Financial Times
July 5, 2012
People of the same trade seldom meet together, even for merriment and diversion, but the conversation ends in a conspiracy against the public, or in some contrivance to raise prices. It is impossible indeed to prevent such meetings, by any law which either could be executed, or would be consistent with liberty and justice. But though the law cannot hinder people of the same trade from sometimes assembling together, it ought to do nothing to facilitate such assemblies, much less to render them necessary.
Adam Smith, Wealth of Nations
As one of the few commentators to have always favoured competitive market capitalism I have had to ask myself a few questions. Apart from scandals such as the Libor rate fixing, we have had the behaviour of banks before the great recession; a trend to much greater concentration of income and wealth, squeezing the living standards of ordinary citizens; and one could go on. Yet if anyone expects me to issue a clarion call for more state ownership and control, they will be disappointed.
Heading the case for competitive markets is that they promote freedom of choice. They have also helped produce the biggest increase in wealth in the history of mankind. At their best they have an equalising tendency. Not literally equality of outcome or even opportunity, but a tendency for extra-large incomes to be eroded by new entrants and a ladder the ambitious can climb. This has sometimes been called “the American dream”, but its attractions are not geographically limited. There have been many blueprints for a non-capitalist market economy but despite some successes for workers’ co-operatives, as economic systems they have remained blueprints.

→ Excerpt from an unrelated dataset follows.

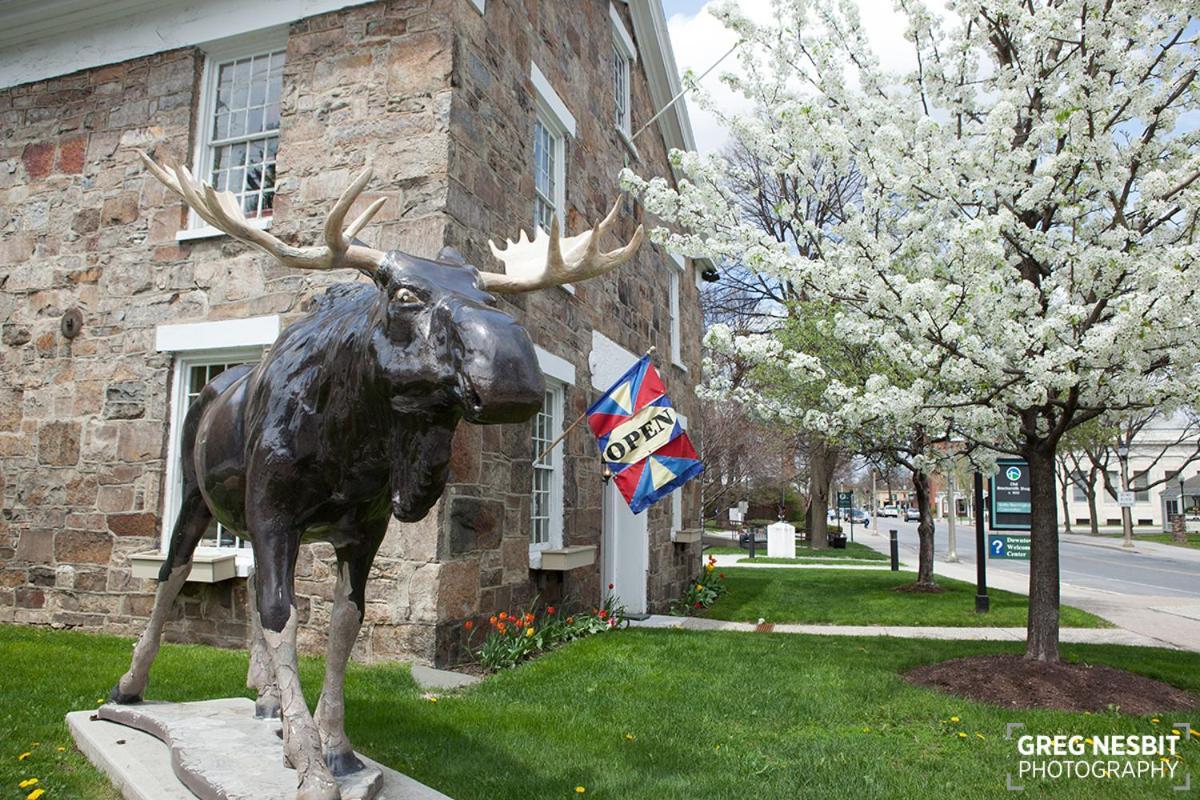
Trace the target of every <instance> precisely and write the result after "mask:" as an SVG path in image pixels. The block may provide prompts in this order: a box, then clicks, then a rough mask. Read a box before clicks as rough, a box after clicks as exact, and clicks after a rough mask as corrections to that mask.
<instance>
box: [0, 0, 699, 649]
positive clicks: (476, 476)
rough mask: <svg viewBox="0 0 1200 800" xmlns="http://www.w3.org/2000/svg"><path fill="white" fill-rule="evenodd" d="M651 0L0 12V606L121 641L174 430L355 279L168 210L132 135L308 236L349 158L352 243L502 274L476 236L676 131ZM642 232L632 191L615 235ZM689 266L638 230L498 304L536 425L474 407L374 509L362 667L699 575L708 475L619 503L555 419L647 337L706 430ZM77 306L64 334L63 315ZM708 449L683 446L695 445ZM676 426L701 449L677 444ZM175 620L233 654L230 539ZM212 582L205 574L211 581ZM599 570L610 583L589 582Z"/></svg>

What then has gone wrong? In general terms it is difficult to go beyond Adam Smith. Few of us like competition; and the tendency to form closely knit groups to keep outsiders at bay is probably as old as the human race. For pre-capitalist examples one has only to think of the medieval guilds, whether of craftsmen or Master Singers. More subtle are the practices of bankers, as they come disguised as services for customers. In summary, success has depended more on whom you know than what you know. Hence the catchphrase “crony capitalism”.